Guidelines issued by the Ministry of Finance for disinvestment in CPSEs
Guidelines for disinvestment in Central Public Sector Enterprises (CPSEs) were issued by the Ministry of Finance.
These guidelines have been issued for the purpose of privatization, merger, closure or subsidiarisation of non-strategic CPSEs to implement the new PSU policy.
- The Department of Public Enterprises will identify CPSEs in non-strategic sectors for closure or privatization. Also, prepare a proposal for obtaining the approval of the Cabinet Committee on Economic Affairs.
- Once approved, the process of disinvestment or winding up of enterprises will be completed within seven months.
- Disinvestment usually refers to the sale or liquidation of an asset or its subsidiaries as a strategic measure or as a process of raising resources.
- Its main objectives are to reduce the financial burden on the government, enforce competition and market discipline, and encourage an expanded share of ownership.

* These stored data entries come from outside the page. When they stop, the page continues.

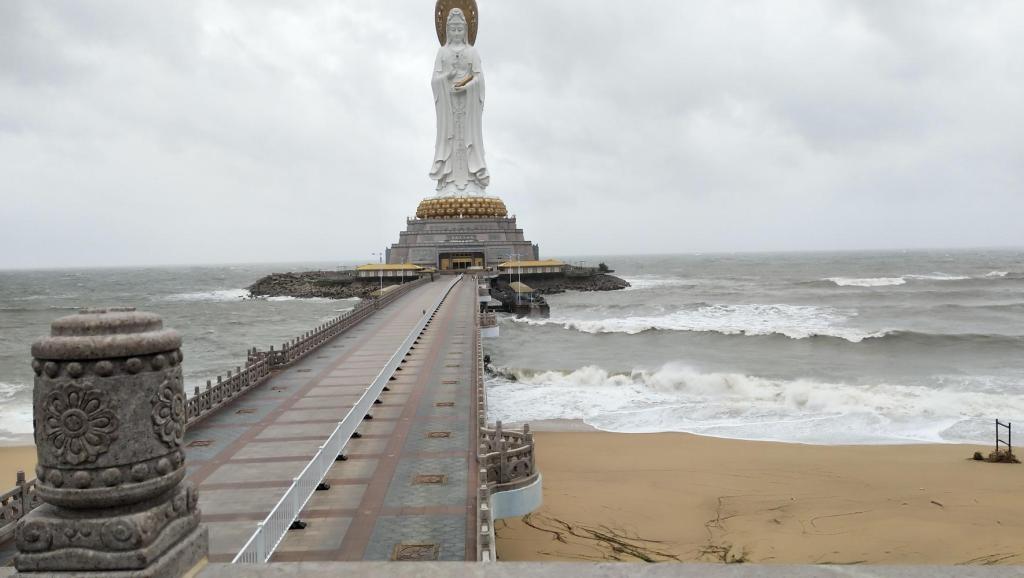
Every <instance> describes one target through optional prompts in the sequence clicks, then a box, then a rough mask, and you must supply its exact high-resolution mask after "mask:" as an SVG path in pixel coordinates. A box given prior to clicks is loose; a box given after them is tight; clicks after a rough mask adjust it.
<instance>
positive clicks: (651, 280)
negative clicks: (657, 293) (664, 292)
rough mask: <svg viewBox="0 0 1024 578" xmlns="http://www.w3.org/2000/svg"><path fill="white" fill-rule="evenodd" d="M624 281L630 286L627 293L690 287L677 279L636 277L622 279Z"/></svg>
mask: <svg viewBox="0 0 1024 578" xmlns="http://www.w3.org/2000/svg"><path fill="white" fill-rule="evenodd" d="M624 281H626V282H627V283H629V284H630V286H629V287H627V288H626V290H627V291H637V290H641V289H660V288H662V287H680V286H688V285H691V283H690V282H688V281H686V280H685V279H680V278H678V277H657V276H637V277H627V278H624Z"/></svg>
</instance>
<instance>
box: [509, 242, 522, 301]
mask: <svg viewBox="0 0 1024 578" xmlns="http://www.w3.org/2000/svg"><path fill="white" fill-rule="evenodd" d="M519 257H522V253H509V254H508V258H509V263H512V262H513V260H512V259H515V261H514V262H515V263H516V271H517V272H518V279H519V283H520V284H521V283H522V266H521V265H520V264H519ZM511 284H512V267H511V266H510V267H509V285H511ZM512 292H513V293H515V304H517V305H518V304H519V292H518V291H516V290H515V289H513V290H512Z"/></svg>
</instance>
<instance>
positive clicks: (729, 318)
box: [515, 303, 888, 342]
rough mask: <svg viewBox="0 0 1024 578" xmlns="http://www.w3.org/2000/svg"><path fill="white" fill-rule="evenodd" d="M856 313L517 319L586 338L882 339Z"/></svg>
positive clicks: (708, 315) (785, 304) (701, 312)
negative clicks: (740, 337) (686, 331)
mask: <svg viewBox="0 0 1024 578" xmlns="http://www.w3.org/2000/svg"><path fill="white" fill-rule="evenodd" d="M856 315H857V314H856V312H850V311H842V309H838V308H835V307H827V306H824V307H823V306H815V305H788V304H733V305H726V304H707V303H695V304H691V305H687V306H685V307H683V308H681V309H680V311H675V312H672V313H666V314H663V315H642V316H627V317H607V318H601V319H586V318H579V317H566V316H559V315H557V314H556V315H552V317H551V318H549V319H527V318H523V319H517V320H515V322H517V323H523V324H526V325H540V326H543V325H555V326H560V327H562V328H564V329H573V330H577V331H581V332H584V333H627V334H637V333H642V332H644V331H654V330H660V331H705V332H714V333H722V334H725V335H773V334H777V335H784V336H786V337H790V338H792V339H804V338H807V337H815V336H823V337H838V338H841V339H845V340H847V341H851V342H859V341H862V340H864V339H868V338H872V337H883V336H885V335H886V334H887V333H888V331H885V330H882V331H868V330H863V329H858V328H856V327H850V326H849V325H848V323H849V322H850V321H851V320H852V319H853V318H854V317H856Z"/></svg>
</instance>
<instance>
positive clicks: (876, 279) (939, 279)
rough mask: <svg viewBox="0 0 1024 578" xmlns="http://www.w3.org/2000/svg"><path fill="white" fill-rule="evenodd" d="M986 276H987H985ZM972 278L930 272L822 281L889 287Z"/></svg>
mask: <svg viewBox="0 0 1024 578" xmlns="http://www.w3.org/2000/svg"><path fill="white" fill-rule="evenodd" d="M986 277H987V276H986ZM968 279H972V278H971V277H970V276H964V275H948V274H945V273H932V274H929V275H903V276H901V277H868V278H862V279H859V278H851V277H829V278H827V279H824V281H831V282H833V283H835V284H836V285H838V286H840V287H891V286H896V285H906V282H907V281H966V280H968Z"/></svg>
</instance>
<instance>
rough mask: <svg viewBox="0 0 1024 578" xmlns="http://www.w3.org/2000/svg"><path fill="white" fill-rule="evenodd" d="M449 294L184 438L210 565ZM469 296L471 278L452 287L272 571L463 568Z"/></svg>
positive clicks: (288, 539)
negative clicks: (425, 559) (413, 561)
mask: <svg viewBox="0 0 1024 578" xmlns="http://www.w3.org/2000/svg"><path fill="white" fill-rule="evenodd" d="M450 282H451V278H447V279H444V278H442V279H441V280H439V281H435V282H433V283H428V284H426V285H423V286H421V287H418V288H416V289H414V290H413V291H411V292H410V293H409V294H407V295H403V296H402V297H400V298H399V299H398V300H396V301H395V302H394V303H392V304H390V305H388V306H387V307H385V308H383V309H382V311H380V312H378V313H377V314H376V315H374V316H371V317H370V318H369V319H367V320H366V321H364V322H361V323H360V324H359V325H357V326H356V327H354V328H352V329H350V330H349V331H347V332H345V333H342V334H341V335H339V336H338V337H336V338H335V339H334V340H333V341H331V342H328V343H326V344H325V345H324V346H323V347H321V348H319V349H317V350H316V352H315V353H313V354H312V355H309V356H307V357H306V358H304V359H302V360H301V361H299V362H298V363H296V364H295V365H293V366H291V367H289V368H288V369H286V370H284V371H282V372H281V373H280V374H278V375H275V376H273V377H272V378H270V379H269V380H267V381H266V382H265V383H263V384H261V385H260V386H258V387H256V388H255V389H253V390H252V391H250V393H249V394H247V395H245V396H244V397H242V398H240V399H238V400H237V401H234V402H233V403H232V404H231V405H230V406H229V407H227V408H224V409H223V410H221V411H219V412H218V413H216V414H214V415H212V416H211V417H209V418H207V419H206V420H204V421H203V422H201V423H199V424H198V425H196V426H193V427H191V428H189V429H188V432H187V436H186V439H185V445H186V447H187V450H186V458H187V460H186V463H187V467H188V476H189V479H190V480H191V481H193V482H194V483H196V484H197V485H198V486H199V488H200V506H201V508H202V510H203V522H204V523H205V524H206V525H207V526H209V529H210V561H211V562H214V563H216V562H229V561H230V560H231V559H232V558H233V556H234V554H236V553H237V552H238V551H239V550H240V549H241V548H242V546H243V545H244V544H245V543H246V541H247V540H248V539H249V537H250V536H251V535H252V533H253V532H254V531H255V529H256V526H257V524H258V523H259V522H260V521H262V520H263V519H264V518H265V517H266V515H267V513H268V512H269V511H270V509H271V508H272V507H273V506H274V504H275V503H276V502H278V501H279V499H280V498H281V496H282V495H283V494H284V493H285V491H286V490H287V488H288V487H289V486H290V485H291V483H292V480H293V479H294V478H295V477H297V476H298V474H299V472H300V471H301V470H302V468H303V467H304V466H305V465H306V463H307V462H308V461H309V459H310V458H311V457H312V456H313V455H314V454H315V453H316V451H317V449H318V448H319V446H321V445H322V444H324V443H325V441H326V440H327V438H328V437H329V436H330V435H331V432H332V430H333V429H334V428H335V426H336V425H337V423H338V422H339V421H340V420H341V419H342V418H343V417H344V416H345V414H346V413H347V412H348V410H349V409H350V408H352V407H353V405H354V404H355V402H356V401H357V400H358V399H359V397H360V396H361V395H362V394H364V393H365V391H366V390H367V387H368V385H369V384H370V383H371V381H373V379H374V378H375V377H376V376H377V375H378V373H379V372H380V371H381V369H382V368H383V367H384V365H385V363H386V362H387V360H388V359H389V358H390V357H391V356H392V355H393V354H394V353H395V350H396V349H397V348H398V347H399V345H400V344H401V343H402V341H403V340H404V339H406V337H407V336H408V335H409V334H410V332H411V330H412V329H413V328H414V327H415V326H416V324H417V323H418V322H419V321H420V319H421V318H422V317H423V312H424V309H427V308H429V307H430V306H432V305H433V304H434V303H436V302H437V299H438V298H439V297H440V296H441V295H442V294H443V292H444V290H445V289H446V288H447V285H449V283H450ZM476 293H477V291H476V286H475V285H474V283H473V282H472V280H471V279H466V280H464V281H462V282H460V283H458V284H457V285H456V286H455V288H454V289H453V290H452V292H451V294H450V295H449V297H447V299H446V300H445V301H444V302H443V303H442V304H441V306H440V308H439V309H438V312H437V314H436V316H435V318H434V320H433V321H432V322H431V324H430V325H429V326H428V327H427V329H426V332H425V333H424V334H423V336H422V337H421V338H420V340H419V343H418V344H417V345H416V346H415V348H414V349H413V350H412V352H411V353H410V356H408V357H407V358H406V362H404V363H403V364H402V365H401V366H400V370H399V371H396V372H395V378H394V379H393V380H391V381H390V387H389V389H390V390H389V391H386V393H384V394H383V396H382V397H381V399H380V401H381V402H382V404H380V405H376V406H374V410H373V411H372V412H371V413H372V415H373V419H372V420H365V421H364V422H362V423H361V425H360V426H359V428H358V432H359V434H360V435H361V438H359V439H353V440H351V441H350V442H349V444H348V446H347V447H346V449H345V454H346V457H347V460H344V461H337V462H336V463H335V464H334V466H333V467H332V468H331V470H330V472H329V473H328V476H327V479H326V482H328V483H329V484H330V486H331V487H330V489H328V490H325V491H317V492H316V493H315V494H314V495H313V497H312V499H311V500H310V501H309V502H308V504H307V505H306V507H305V509H304V510H303V511H302V514H301V515H300V520H302V521H303V522H305V523H306V524H307V526H306V528H305V529H302V530H292V531H289V532H288V534H287V536H286V538H285V539H284V541H283V542H282V543H281V545H280V546H279V547H278V549H276V550H275V553H274V554H273V558H272V559H271V560H272V561H274V562H295V561H302V562H305V561H310V562H311V561H321V562H323V561H362V560H366V561H384V560H391V559H392V558H393V556H395V555H397V556H398V558H401V556H402V555H409V556H413V558H417V556H424V558H429V559H433V558H434V556H436V559H437V560H447V561H473V560H476V541H475V540H476V528H475V520H476V518H475V517H476V509H475V508H476V506H475V496H476V488H477V485H478V480H477V478H478V474H477V471H478V469H477V465H476V448H477V446H476V444H477V438H476V436H477V434H476V424H477V416H476V404H475V385H474V379H473V376H474V372H475V371H476V369H475V363H476V361H475V352H476V339H477V334H476V331H475V325H474V323H475V322H474V308H475V307H476V306H477V294H476ZM411 544H412V545H414V547H412V548H410V546H409V545H411ZM399 545H404V546H401V549H403V550H404V551H399V550H396V548H399ZM418 549H419V550H432V551H418Z"/></svg>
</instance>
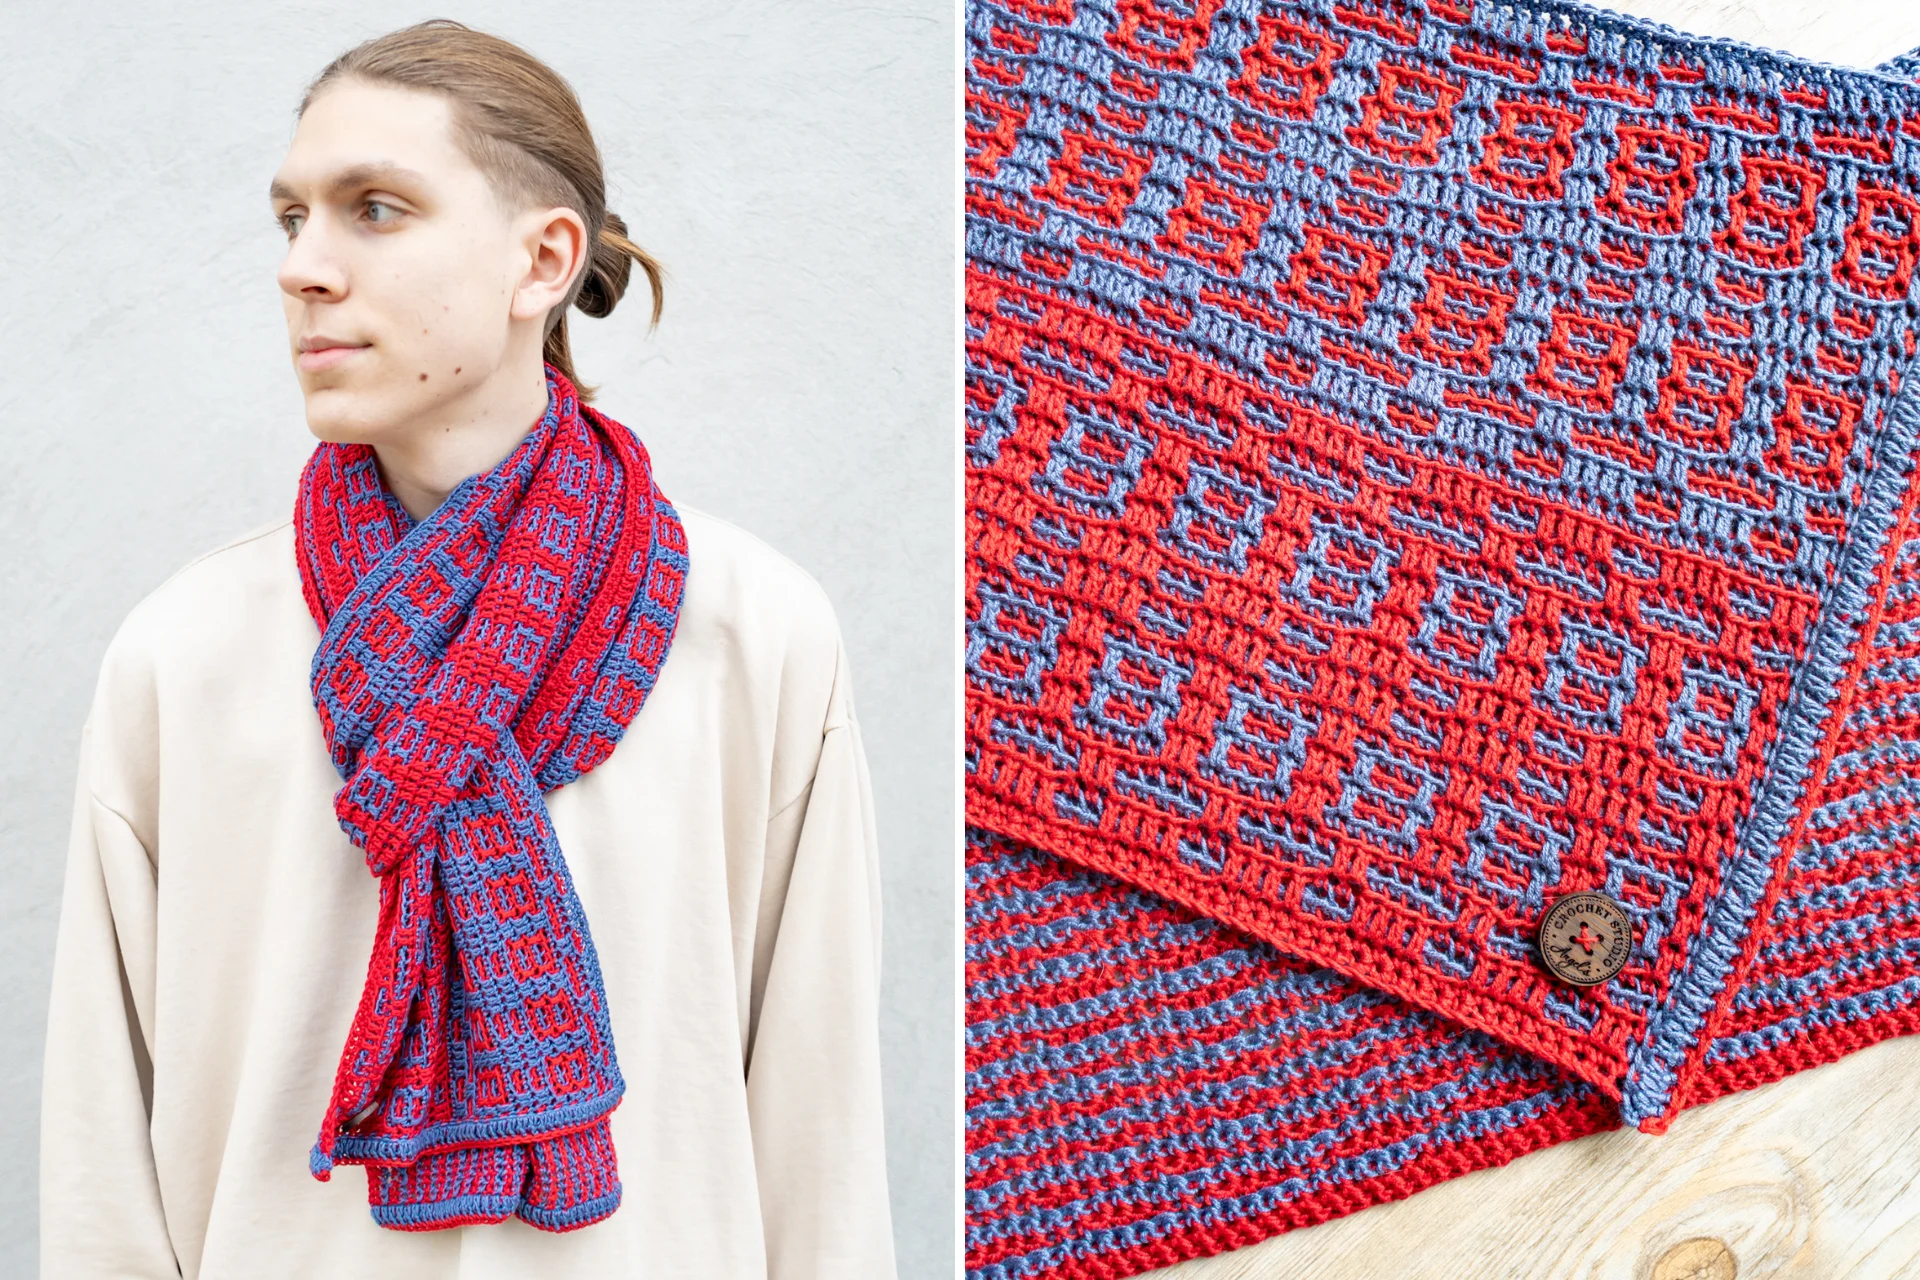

Based on the percentage of stake sold, it is of three types:
- Minority disinvestment: Government holds a higher stake (more than 57%), and management remains in control. For example- ONGC Ltd.
- Strategic disinvestment: Sale of 50% or more of the government shareholding along with transfer of management control. For example- Planned sale of BPCL.
- Full Disinvestment: Disinvestment of a higher stake too, where 100% control of the company is passed on to the buyer. Like the recent sale of Air India.
New Public Sector Enterprises (PSE) Policy
Notified in February 2021 for a self-reliant India, the new policy has classified CPSEs into strategic and non-strategic sectors. It has exempted certain CPSEs which are of non-profit nature or support vulnerable and weaker sections.